The WDQS streaming updater captures the problems it encounter into 3 different streams.
These streams are then processed by a reconciliation mechanism running hourly and can emit "reconcile" events to attempt to fix the problem.
The issue is that if the problems are populated from different jobs (the production job and a test job) reconcile events might be processed by the production job while the original problems were actually encountered in the test job.
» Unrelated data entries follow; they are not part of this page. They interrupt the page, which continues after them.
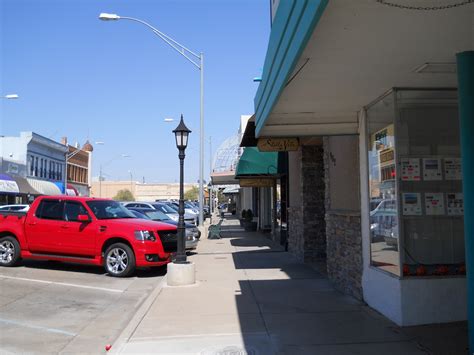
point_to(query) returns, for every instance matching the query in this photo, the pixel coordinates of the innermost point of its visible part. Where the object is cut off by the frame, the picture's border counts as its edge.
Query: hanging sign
(256, 182)
(278, 144)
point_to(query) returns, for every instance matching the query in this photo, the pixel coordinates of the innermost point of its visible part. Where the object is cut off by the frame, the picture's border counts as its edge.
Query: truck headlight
(145, 235)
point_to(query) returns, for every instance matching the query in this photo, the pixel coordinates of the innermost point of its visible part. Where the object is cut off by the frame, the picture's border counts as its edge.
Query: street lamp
(181, 133)
(189, 55)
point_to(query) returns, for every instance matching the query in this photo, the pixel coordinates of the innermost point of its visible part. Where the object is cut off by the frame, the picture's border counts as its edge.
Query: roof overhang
(326, 60)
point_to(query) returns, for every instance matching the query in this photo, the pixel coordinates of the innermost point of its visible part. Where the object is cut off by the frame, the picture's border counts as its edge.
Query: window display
(415, 168)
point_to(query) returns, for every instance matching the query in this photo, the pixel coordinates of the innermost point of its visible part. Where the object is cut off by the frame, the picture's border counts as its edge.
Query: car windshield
(189, 205)
(157, 215)
(139, 215)
(109, 210)
(164, 208)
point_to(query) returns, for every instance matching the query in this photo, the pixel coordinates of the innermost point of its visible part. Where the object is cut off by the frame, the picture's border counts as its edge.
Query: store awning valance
(44, 187)
(8, 185)
(254, 163)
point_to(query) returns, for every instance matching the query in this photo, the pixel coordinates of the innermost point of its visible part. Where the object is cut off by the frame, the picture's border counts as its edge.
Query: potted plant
(249, 224)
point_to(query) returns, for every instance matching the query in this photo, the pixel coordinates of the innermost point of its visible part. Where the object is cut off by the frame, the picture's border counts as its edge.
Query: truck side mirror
(83, 218)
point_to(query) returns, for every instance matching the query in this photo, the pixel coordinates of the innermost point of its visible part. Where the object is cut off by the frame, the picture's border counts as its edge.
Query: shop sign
(13, 168)
(264, 182)
(277, 144)
(8, 186)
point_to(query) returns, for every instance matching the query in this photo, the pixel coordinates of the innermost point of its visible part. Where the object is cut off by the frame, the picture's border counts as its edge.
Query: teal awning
(254, 163)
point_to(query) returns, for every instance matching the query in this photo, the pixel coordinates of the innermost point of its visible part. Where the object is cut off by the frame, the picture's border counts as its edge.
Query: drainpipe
(465, 69)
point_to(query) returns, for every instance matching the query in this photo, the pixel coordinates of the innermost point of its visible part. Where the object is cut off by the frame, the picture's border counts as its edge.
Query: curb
(124, 337)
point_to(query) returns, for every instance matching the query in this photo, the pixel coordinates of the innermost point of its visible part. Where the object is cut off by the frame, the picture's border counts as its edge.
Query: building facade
(79, 168)
(375, 95)
(140, 191)
(31, 165)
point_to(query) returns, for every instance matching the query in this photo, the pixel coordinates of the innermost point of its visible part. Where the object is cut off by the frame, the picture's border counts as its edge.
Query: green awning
(255, 163)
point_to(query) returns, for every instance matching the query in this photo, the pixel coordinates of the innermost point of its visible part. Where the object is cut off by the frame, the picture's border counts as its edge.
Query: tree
(124, 195)
(192, 194)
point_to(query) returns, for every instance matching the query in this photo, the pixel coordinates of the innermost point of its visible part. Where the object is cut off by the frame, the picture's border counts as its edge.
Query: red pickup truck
(85, 230)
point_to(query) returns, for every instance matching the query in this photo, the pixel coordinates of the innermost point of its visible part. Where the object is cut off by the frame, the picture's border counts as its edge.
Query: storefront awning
(44, 187)
(254, 163)
(8, 185)
(248, 138)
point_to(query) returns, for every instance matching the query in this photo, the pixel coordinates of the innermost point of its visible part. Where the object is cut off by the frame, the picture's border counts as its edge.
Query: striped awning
(44, 187)
(8, 185)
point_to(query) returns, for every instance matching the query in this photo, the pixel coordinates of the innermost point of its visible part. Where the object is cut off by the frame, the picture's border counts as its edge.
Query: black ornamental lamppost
(181, 133)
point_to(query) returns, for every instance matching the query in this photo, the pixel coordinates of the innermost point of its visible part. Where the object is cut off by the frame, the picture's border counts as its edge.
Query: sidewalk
(252, 297)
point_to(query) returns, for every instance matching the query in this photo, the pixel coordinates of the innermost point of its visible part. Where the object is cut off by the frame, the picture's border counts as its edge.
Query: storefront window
(416, 205)
(384, 235)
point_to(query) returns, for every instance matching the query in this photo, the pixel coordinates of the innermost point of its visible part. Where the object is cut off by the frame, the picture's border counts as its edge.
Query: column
(465, 69)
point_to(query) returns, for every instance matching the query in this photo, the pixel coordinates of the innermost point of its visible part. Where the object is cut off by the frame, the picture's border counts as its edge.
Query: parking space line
(49, 330)
(62, 284)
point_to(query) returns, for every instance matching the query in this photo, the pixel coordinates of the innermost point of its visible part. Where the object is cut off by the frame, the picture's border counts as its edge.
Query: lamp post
(131, 181)
(181, 134)
(198, 62)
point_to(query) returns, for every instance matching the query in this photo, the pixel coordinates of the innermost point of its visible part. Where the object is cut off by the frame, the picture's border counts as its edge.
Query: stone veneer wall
(307, 227)
(344, 248)
(344, 239)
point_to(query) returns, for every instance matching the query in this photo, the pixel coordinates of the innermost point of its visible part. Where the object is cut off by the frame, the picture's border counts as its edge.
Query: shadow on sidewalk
(287, 307)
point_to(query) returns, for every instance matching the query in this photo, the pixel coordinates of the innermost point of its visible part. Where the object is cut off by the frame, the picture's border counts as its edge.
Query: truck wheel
(9, 251)
(119, 260)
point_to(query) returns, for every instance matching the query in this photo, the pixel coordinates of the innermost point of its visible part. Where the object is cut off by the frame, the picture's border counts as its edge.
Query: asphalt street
(65, 308)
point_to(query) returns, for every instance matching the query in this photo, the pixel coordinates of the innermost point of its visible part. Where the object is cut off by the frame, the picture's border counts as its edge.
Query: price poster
(455, 204)
(434, 204)
(452, 168)
(410, 168)
(432, 169)
(411, 204)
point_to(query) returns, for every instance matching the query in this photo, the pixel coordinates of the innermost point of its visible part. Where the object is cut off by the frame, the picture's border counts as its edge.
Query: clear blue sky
(116, 81)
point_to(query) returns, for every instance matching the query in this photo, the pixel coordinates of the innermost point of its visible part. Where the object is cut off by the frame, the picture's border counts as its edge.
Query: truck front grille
(169, 240)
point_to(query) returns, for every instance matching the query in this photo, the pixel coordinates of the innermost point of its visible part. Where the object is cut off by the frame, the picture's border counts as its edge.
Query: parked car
(189, 214)
(192, 232)
(17, 208)
(164, 207)
(85, 230)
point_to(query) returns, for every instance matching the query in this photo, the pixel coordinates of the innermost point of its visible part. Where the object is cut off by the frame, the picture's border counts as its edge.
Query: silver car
(163, 207)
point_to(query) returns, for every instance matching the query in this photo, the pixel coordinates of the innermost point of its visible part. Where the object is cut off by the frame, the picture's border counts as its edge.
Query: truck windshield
(109, 210)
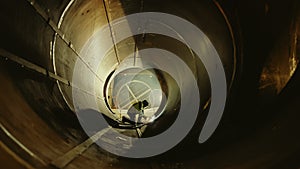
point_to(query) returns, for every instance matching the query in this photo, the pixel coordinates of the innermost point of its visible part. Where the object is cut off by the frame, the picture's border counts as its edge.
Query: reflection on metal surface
(282, 62)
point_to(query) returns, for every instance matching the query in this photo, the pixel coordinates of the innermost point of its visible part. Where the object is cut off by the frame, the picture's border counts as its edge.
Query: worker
(136, 112)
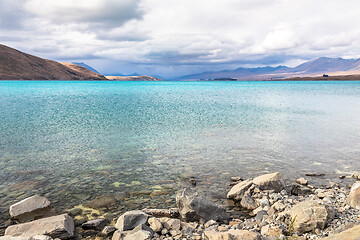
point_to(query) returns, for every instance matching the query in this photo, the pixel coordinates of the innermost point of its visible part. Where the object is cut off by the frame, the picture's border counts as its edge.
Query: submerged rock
(310, 215)
(271, 181)
(31, 208)
(237, 192)
(354, 197)
(61, 226)
(131, 219)
(193, 207)
(96, 224)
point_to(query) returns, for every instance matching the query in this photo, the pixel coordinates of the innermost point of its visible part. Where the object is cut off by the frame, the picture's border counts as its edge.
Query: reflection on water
(135, 142)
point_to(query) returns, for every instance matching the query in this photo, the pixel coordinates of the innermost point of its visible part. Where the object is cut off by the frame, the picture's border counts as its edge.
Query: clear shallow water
(73, 141)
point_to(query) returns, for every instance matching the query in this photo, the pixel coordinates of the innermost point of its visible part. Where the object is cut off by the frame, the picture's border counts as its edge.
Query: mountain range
(312, 68)
(16, 65)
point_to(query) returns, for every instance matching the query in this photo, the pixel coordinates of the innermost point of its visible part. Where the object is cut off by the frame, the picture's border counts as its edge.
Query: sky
(170, 38)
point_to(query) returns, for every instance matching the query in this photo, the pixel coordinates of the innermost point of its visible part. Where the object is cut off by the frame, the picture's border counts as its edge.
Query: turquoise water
(73, 141)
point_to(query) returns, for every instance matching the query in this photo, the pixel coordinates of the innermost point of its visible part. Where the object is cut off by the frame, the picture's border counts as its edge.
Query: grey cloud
(104, 14)
(12, 14)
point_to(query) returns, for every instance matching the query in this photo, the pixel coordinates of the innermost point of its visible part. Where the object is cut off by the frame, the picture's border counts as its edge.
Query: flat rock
(131, 219)
(171, 212)
(248, 202)
(37, 237)
(310, 215)
(108, 230)
(193, 207)
(141, 232)
(302, 181)
(96, 224)
(155, 224)
(354, 197)
(31, 208)
(237, 192)
(60, 226)
(271, 181)
(300, 190)
(350, 234)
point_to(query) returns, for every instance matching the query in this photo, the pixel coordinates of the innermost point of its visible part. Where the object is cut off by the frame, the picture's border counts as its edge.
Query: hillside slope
(16, 65)
(133, 78)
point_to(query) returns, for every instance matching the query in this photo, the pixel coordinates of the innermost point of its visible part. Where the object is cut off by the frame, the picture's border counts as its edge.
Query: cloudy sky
(177, 37)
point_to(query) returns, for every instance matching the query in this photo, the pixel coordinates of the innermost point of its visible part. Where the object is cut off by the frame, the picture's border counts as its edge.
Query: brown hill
(16, 65)
(133, 78)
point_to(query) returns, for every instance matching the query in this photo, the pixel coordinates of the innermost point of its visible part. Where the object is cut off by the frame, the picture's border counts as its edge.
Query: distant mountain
(16, 65)
(316, 67)
(82, 64)
(133, 78)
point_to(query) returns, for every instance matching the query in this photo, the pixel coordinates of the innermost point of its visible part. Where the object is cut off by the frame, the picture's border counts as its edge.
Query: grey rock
(61, 226)
(96, 224)
(248, 202)
(31, 208)
(155, 224)
(237, 192)
(108, 230)
(271, 181)
(311, 215)
(354, 197)
(300, 190)
(131, 219)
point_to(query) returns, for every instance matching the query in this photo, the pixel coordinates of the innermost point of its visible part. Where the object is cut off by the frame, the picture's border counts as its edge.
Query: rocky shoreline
(266, 207)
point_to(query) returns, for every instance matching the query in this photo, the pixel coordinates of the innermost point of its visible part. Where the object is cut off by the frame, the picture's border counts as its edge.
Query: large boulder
(61, 226)
(231, 235)
(311, 215)
(141, 232)
(350, 234)
(354, 197)
(237, 192)
(193, 207)
(271, 181)
(37, 237)
(31, 208)
(131, 219)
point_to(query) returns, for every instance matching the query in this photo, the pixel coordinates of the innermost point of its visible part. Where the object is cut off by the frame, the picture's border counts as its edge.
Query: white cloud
(171, 35)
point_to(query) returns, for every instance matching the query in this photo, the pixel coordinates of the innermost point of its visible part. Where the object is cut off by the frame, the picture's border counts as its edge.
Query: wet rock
(192, 181)
(315, 174)
(248, 202)
(96, 224)
(192, 207)
(237, 192)
(101, 202)
(300, 190)
(356, 176)
(141, 232)
(31, 208)
(61, 226)
(155, 224)
(171, 212)
(354, 197)
(108, 230)
(302, 181)
(310, 215)
(272, 181)
(131, 219)
(236, 179)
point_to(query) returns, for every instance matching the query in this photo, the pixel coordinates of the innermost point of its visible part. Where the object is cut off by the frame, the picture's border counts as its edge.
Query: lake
(141, 141)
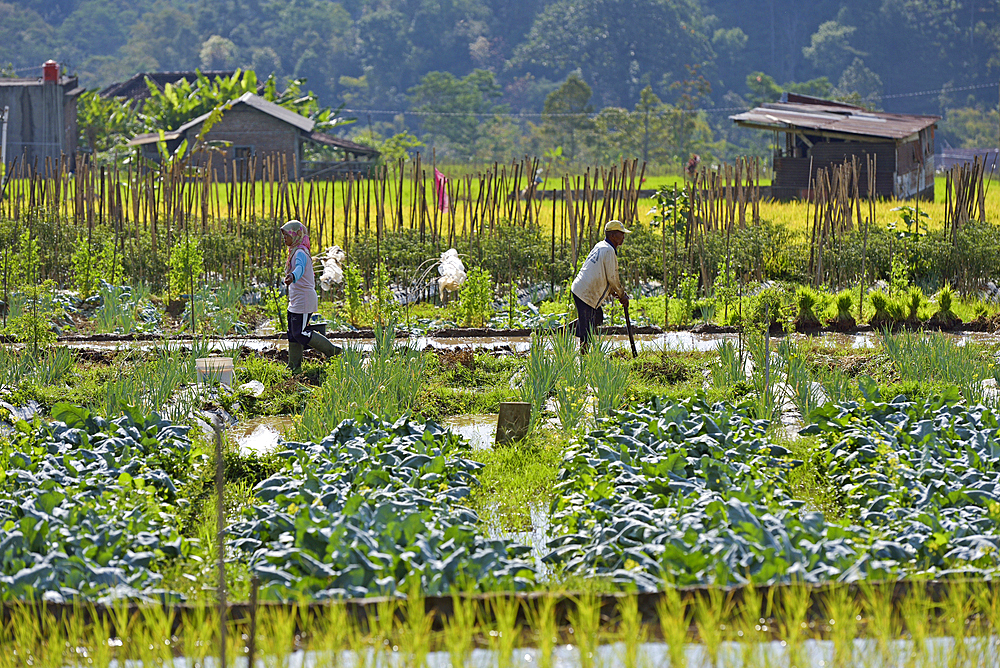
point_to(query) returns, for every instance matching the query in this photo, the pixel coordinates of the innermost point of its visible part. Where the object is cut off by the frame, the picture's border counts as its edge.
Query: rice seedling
(275, 635)
(154, 629)
(675, 616)
(916, 609)
(844, 303)
(632, 634)
(837, 385)
(766, 404)
(881, 305)
(712, 611)
(47, 366)
(956, 611)
(200, 634)
(798, 375)
(880, 621)
(363, 644)
(609, 378)
(706, 312)
(504, 632)
(923, 357)
(330, 634)
(914, 300)
(571, 383)
(541, 373)
(386, 384)
(728, 369)
(988, 608)
(793, 620)
(751, 625)
(459, 629)
(808, 303)
(415, 635)
(20, 636)
(542, 620)
(99, 647)
(585, 620)
(383, 631)
(944, 316)
(842, 614)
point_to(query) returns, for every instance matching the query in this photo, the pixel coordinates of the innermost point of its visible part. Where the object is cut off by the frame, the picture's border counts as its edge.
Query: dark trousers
(297, 332)
(588, 319)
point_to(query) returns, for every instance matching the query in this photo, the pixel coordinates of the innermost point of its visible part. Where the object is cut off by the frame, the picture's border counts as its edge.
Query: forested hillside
(402, 62)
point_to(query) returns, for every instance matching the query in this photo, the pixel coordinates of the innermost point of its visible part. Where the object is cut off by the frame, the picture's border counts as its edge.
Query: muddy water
(479, 430)
(667, 341)
(935, 651)
(262, 435)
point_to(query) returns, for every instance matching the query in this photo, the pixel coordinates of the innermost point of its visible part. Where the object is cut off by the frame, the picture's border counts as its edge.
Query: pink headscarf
(300, 239)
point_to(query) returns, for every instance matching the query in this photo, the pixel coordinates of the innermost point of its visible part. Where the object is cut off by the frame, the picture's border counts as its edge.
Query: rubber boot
(295, 357)
(320, 343)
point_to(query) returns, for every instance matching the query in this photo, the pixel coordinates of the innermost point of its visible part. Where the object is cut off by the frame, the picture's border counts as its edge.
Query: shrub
(352, 292)
(808, 300)
(944, 316)
(844, 320)
(186, 265)
(914, 299)
(881, 304)
(475, 298)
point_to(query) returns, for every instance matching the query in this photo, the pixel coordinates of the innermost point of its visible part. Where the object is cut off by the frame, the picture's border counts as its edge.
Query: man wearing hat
(597, 280)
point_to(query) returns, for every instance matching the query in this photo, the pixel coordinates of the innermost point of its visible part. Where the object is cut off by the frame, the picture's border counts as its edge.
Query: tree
(646, 132)
(692, 91)
(453, 107)
(859, 84)
(566, 115)
(620, 46)
(218, 53)
(970, 127)
(830, 47)
(104, 124)
(25, 37)
(763, 88)
(179, 103)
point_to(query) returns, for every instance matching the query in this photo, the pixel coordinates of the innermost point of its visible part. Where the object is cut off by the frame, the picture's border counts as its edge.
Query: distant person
(302, 300)
(598, 280)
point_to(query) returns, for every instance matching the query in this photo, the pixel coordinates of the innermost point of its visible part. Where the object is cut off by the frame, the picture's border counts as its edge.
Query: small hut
(40, 119)
(251, 129)
(820, 133)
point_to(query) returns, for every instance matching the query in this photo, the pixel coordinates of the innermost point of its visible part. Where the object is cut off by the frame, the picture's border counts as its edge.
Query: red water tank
(50, 72)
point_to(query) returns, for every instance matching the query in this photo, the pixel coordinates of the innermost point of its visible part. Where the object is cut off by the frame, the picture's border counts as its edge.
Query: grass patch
(809, 482)
(517, 477)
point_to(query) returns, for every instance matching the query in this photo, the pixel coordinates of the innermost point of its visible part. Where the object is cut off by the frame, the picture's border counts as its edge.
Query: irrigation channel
(649, 517)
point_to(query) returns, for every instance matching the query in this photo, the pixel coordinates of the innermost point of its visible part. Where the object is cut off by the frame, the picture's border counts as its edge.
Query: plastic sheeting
(452, 272)
(332, 261)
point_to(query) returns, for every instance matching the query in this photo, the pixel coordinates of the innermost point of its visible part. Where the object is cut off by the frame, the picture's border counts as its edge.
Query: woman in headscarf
(302, 300)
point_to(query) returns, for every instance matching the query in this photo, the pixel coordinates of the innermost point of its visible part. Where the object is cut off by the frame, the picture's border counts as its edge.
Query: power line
(705, 110)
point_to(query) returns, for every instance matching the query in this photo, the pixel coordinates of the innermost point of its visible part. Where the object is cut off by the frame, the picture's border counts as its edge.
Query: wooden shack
(252, 129)
(137, 87)
(41, 118)
(820, 133)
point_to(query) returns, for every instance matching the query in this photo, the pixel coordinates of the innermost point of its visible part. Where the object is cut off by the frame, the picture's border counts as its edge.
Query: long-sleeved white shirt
(598, 277)
(302, 296)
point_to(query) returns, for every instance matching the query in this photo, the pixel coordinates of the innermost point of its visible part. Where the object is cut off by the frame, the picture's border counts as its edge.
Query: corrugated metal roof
(279, 112)
(340, 142)
(136, 88)
(249, 99)
(836, 118)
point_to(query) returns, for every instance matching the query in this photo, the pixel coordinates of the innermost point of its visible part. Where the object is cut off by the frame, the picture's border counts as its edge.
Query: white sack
(452, 272)
(333, 272)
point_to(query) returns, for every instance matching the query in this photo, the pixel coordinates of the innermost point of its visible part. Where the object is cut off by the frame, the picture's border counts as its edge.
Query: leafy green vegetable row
(372, 506)
(88, 506)
(695, 493)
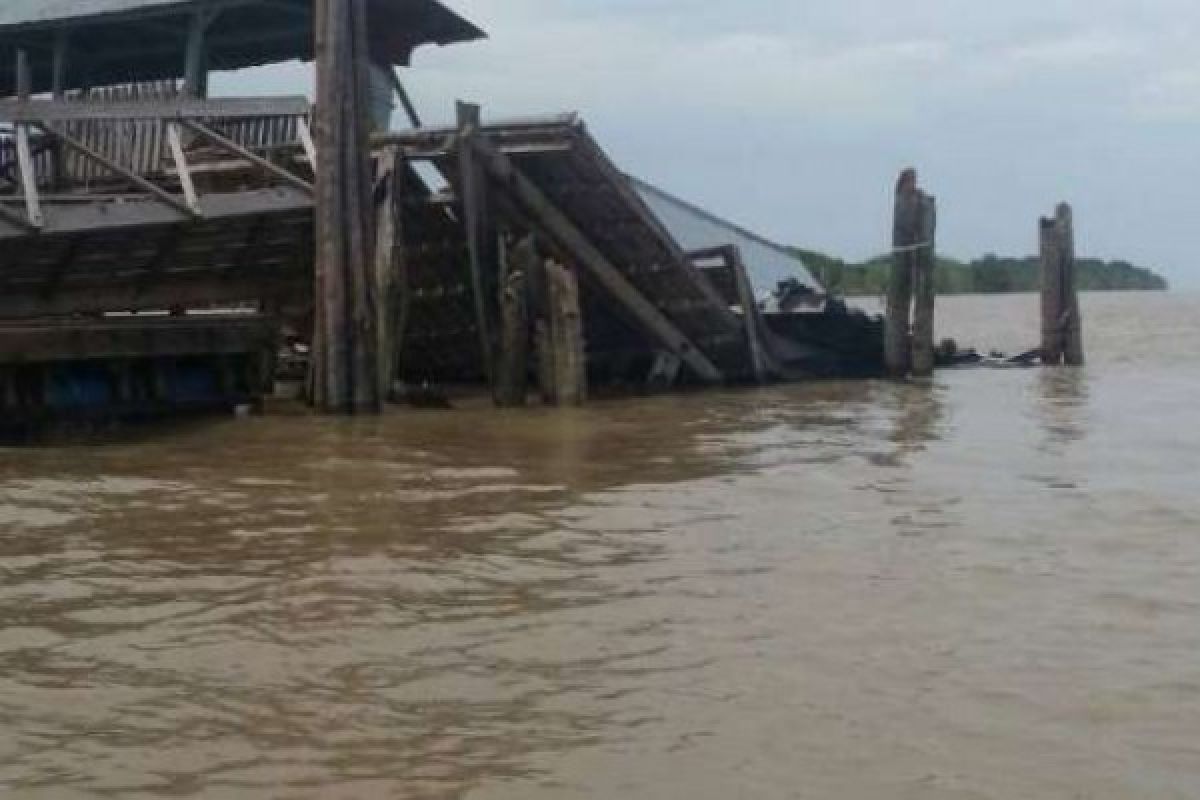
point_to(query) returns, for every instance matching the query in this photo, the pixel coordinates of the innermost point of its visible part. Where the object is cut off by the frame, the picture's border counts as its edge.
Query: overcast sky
(793, 116)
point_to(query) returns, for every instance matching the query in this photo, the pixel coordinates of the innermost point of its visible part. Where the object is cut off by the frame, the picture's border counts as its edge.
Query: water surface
(989, 588)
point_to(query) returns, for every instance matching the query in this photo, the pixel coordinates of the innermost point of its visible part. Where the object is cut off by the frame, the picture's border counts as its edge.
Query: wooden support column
(897, 335)
(25, 164)
(481, 239)
(909, 329)
(562, 355)
(755, 344)
(345, 355)
(570, 240)
(1062, 325)
(513, 365)
(925, 293)
(196, 68)
(388, 284)
(58, 88)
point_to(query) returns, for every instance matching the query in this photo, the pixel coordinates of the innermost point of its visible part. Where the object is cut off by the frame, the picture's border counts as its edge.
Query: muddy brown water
(984, 589)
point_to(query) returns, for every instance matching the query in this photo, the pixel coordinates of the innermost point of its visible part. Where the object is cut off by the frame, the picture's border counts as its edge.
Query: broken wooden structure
(132, 204)
(509, 257)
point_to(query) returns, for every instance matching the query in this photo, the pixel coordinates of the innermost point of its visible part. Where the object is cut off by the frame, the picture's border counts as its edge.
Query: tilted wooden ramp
(550, 176)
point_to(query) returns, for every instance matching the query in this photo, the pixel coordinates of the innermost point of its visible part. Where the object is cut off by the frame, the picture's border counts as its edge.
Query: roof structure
(125, 41)
(768, 263)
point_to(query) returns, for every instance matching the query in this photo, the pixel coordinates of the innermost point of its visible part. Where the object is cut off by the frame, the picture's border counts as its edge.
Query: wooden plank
(345, 359)
(255, 158)
(102, 215)
(310, 148)
(179, 108)
(175, 142)
(29, 179)
(575, 244)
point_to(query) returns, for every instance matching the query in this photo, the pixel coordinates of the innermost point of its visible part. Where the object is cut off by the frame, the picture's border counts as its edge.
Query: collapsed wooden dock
(131, 212)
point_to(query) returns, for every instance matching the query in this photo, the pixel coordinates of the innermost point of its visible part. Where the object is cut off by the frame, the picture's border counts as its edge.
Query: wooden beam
(175, 143)
(898, 334)
(925, 292)
(310, 146)
(28, 170)
(59, 68)
(196, 55)
(755, 346)
(513, 362)
(575, 244)
(481, 239)
(118, 169)
(103, 214)
(345, 372)
(226, 108)
(406, 101)
(252, 157)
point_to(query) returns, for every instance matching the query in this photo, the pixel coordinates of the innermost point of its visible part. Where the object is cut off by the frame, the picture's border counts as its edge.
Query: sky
(795, 116)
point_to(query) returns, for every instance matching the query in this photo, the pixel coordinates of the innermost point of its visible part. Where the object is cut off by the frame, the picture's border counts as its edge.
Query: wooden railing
(145, 137)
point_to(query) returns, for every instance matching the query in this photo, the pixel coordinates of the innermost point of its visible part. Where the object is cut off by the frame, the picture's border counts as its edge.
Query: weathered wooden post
(345, 355)
(513, 366)
(481, 235)
(925, 293)
(909, 329)
(389, 287)
(897, 336)
(562, 358)
(1062, 325)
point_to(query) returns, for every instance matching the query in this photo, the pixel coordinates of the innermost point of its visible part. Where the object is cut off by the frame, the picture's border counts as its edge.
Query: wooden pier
(514, 257)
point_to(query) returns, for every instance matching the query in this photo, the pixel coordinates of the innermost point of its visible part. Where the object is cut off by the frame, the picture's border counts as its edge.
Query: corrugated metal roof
(112, 44)
(35, 12)
(768, 263)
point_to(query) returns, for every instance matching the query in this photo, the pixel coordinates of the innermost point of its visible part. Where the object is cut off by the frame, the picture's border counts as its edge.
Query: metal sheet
(121, 49)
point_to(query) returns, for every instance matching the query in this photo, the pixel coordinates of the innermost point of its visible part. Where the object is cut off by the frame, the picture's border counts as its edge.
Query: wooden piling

This problem was uncovered after a failure of mirrormaker between kafka-main@eqiad and kafka-jumbo:
- the test pipeline running in dse-k8s saw multiple thousands of late events while mirrormaker was going up and down
- these late events were pushed as errors to eqiad.rdf-streaming-updater.lapsed-action in kafka-jumbo
- the reconciliation mechanism processed these events and shipped new reconcile events to eventgate-main with the tag wdqs_source_tag_prefix@eqiad
- the production job running in wikikube@eqiad processed the events tagged as wdqs_source_tag_prefix@eqiad
- the consumers running close to blazegraph had thousands of reconcile to process (very slow) and caused the wdqs machines to lag behind
When reporting a problem the updater should tag more precisely these events such it so that reconcile events can properly be tagged appropriately and not rely on the datacenter to determine the provenance of the original error.
AC:
- the updater job has new --pipeline argument that accepts a string
- the side output events have a new field named 'pipeline' or 'emitter_id'
- the reconcile process can map this new field to a corresponding reconciliation_source
- the updater job has a way to stop emitting side outputs (for testing purposes)